We can hope for a Howard win, but the numbers tell you everything. Pujols hit .357 and drove in 116 runs, collecting a .462 on-base percentage. Yes, he almost reached base half the time. Like Howard, he did have teammates who drove in some runs, but when you factor in Pujols’ two injuries — a calf that sidelined him two weeks, and an elbow that should’ve sidelined him all season — and look at his still outstanding numbers, you can’t deny the man.
But if you need figures, here’s some statistical analysis. I have two formulas that determine a player’s value. One is SSR (subjective statistical record), which looks at numbers that most average fans consider relevant; the other is OSR (objective statistical record), which looks at numbers that stat-friendly fans consider relevant. Here are those numbers:
Howard SSR : .251 AVG / 48 HR / 1 SB / 105 R / 146 RBI / 92 WINS = 4.08086 SSR
Pujols SSR : .357 AVG / 37 HR / 7 SB / 100 R / 116 RBI / 86 WINS = 4.08765 SSR
SSR looks at your garden-variety numbers and team wins. I developed the formula to think as a sportswriter voting for MVP would think — offense is important, hard numbers are major, team performance must be factored.
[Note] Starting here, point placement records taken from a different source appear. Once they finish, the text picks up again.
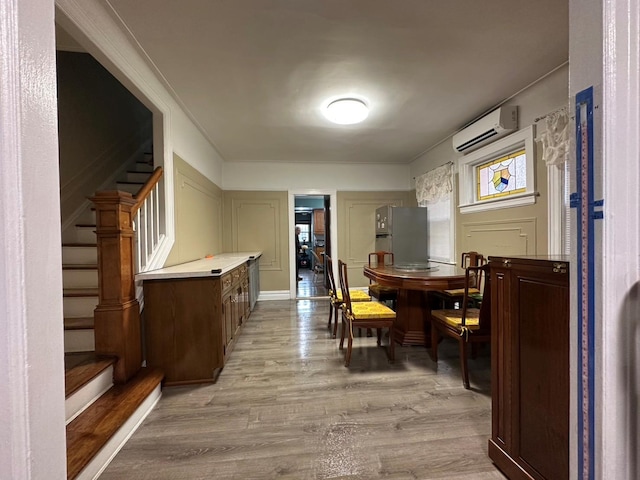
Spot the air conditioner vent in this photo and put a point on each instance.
(492, 126)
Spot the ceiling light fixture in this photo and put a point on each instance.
(346, 111)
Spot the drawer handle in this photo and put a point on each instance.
(559, 268)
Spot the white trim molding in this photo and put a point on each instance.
(555, 207)
(617, 367)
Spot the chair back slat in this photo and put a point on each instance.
(344, 285)
(332, 281)
(485, 306)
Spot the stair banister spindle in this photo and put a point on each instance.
(117, 315)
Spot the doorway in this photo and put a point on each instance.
(312, 219)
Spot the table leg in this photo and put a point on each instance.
(412, 313)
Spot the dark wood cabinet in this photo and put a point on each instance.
(192, 324)
(530, 367)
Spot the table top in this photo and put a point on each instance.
(440, 277)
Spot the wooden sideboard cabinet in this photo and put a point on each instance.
(530, 367)
(192, 323)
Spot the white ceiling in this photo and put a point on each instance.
(253, 74)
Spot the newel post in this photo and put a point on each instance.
(117, 316)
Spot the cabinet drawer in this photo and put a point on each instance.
(226, 281)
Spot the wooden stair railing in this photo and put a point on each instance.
(117, 315)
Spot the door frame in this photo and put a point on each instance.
(333, 225)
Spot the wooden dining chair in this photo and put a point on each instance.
(468, 325)
(335, 297)
(454, 297)
(363, 315)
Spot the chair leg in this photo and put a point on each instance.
(344, 326)
(434, 343)
(392, 353)
(347, 357)
(463, 363)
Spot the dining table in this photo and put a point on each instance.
(413, 305)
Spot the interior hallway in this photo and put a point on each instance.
(311, 285)
(286, 407)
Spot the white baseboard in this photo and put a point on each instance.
(100, 462)
(274, 295)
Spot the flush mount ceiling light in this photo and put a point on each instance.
(346, 111)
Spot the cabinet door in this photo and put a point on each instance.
(227, 308)
(540, 362)
(500, 358)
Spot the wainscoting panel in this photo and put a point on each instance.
(198, 215)
(256, 225)
(503, 237)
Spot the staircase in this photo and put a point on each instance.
(80, 267)
(100, 416)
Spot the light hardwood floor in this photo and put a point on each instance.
(285, 407)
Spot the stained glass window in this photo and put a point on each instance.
(502, 177)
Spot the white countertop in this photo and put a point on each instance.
(205, 267)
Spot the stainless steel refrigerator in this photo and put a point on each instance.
(403, 231)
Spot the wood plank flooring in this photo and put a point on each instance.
(285, 407)
(311, 285)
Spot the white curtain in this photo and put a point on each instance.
(556, 138)
(434, 190)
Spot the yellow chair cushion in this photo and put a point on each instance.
(453, 317)
(371, 310)
(356, 296)
(460, 291)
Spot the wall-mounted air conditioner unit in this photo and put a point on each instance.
(492, 126)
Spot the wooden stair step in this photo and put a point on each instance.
(80, 292)
(78, 323)
(82, 367)
(88, 433)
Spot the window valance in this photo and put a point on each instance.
(435, 185)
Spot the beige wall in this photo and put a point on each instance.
(356, 227)
(198, 214)
(516, 230)
(258, 221)
(101, 126)
(507, 231)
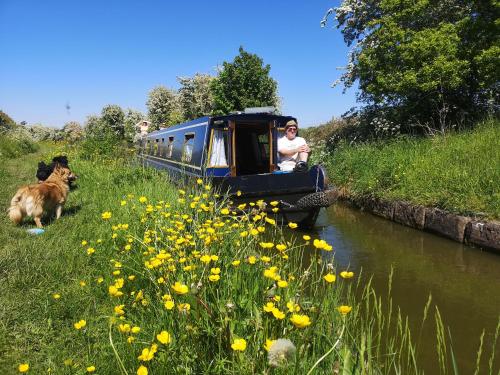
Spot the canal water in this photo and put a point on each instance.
(464, 281)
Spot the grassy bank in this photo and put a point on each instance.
(139, 277)
(459, 172)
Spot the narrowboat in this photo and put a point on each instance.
(238, 152)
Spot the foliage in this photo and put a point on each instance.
(132, 117)
(458, 172)
(44, 133)
(73, 131)
(6, 122)
(12, 148)
(163, 107)
(427, 64)
(243, 83)
(107, 233)
(113, 117)
(195, 96)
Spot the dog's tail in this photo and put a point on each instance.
(15, 211)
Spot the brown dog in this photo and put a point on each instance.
(45, 197)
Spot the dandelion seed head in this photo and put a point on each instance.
(280, 352)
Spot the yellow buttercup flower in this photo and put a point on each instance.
(148, 353)
(80, 324)
(23, 367)
(180, 288)
(239, 345)
(300, 321)
(119, 310)
(282, 284)
(269, 307)
(164, 337)
(205, 258)
(278, 314)
(330, 278)
(214, 278)
(124, 328)
(184, 307)
(346, 274)
(280, 247)
(292, 306)
(344, 310)
(270, 221)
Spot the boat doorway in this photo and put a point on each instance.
(252, 148)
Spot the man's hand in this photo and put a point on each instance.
(304, 148)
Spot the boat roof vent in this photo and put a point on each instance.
(260, 110)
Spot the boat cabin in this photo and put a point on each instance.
(237, 151)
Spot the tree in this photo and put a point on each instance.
(132, 117)
(6, 123)
(113, 118)
(43, 133)
(95, 127)
(243, 83)
(421, 62)
(195, 96)
(163, 107)
(72, 131)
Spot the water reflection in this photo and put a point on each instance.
(464, 281)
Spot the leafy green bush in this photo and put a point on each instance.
(13, 148)
(458, 171)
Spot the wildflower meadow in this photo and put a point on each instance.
(142, 276)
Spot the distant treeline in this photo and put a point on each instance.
(421, 66)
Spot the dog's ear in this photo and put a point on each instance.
(61, 159)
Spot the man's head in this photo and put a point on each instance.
(291, 129)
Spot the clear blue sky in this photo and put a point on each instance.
(91, 53)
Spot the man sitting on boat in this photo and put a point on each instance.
(293, 151)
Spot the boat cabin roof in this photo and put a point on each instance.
(248, 118)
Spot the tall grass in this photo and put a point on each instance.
(458, 171)
(130, 223)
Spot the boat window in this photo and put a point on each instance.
(219, 148)
(156, 146)
(252, 145)
(170, 147)
(187, 149)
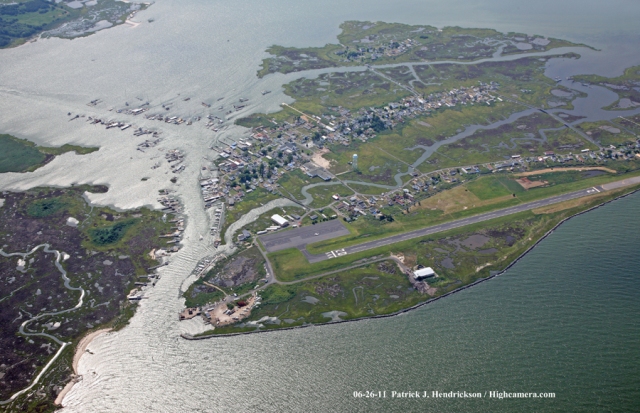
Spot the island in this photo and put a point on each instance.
(413, 163)
(21, 155)
(25, 20)
(69, 270)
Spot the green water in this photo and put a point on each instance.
(563, 320)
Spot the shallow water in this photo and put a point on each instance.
(555, 322)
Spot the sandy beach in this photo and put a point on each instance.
(80, 350)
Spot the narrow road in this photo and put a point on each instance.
(475, 219)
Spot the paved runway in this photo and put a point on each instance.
(474, 219)
(299, 237)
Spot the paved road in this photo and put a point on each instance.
(472, 220)
(299, 237)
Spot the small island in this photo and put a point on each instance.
(68, 270)
(429, 160)
(21, 155)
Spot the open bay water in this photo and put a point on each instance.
(562, 320)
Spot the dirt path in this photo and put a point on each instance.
(587, 168)
(215, 286)
(82, 346)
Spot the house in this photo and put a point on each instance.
(280, 220)
(423, 273)
(244, 235)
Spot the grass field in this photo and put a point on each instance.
(481, 195)
(394, 43)
(607, 133)
(322, 194)
(459, 257)
(293, 181)
(264, 220)
(625, 86)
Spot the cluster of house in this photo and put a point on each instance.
(279, 222)
(366, 122)
(175, 158)
(373, 50)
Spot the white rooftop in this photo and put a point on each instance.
(424, 272)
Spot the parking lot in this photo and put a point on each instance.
(299, 237)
Each stat is multiplied by a variable to create a total, which is then divided by 162, the overall constant. An SSR of over 4.00 is elite. Pujols won by a hair — just to add, David Wright had about a 4.06, Manny Ramirez finished just over 4.00.
Howard OSR : 413 TB+ / 105 R / 146 RBI / 475 OUTS = 2.15 OSR
Pujols OSR : 453 TB+ / 100 R / 116 RBI / 364 OUTS = 2.283 OSR
OSR looks at numbers according to plate appearances. Here, I take total bases and add walks and stolen bases, and also use runs, runs batted in and outs, to show how much a hitter accomplishes in his at bats. An OSR of over 2.00 is elite. Pujols wins again. And to add, Ramirez actually finished ahead of Howard with a 2.21 OSR, while Wright had a 2.086 OSR.
So to both your average sportswriter and your statistically-minded fan, Pujols had the superior year. Playoff team or not, the guy clearly deserves the award.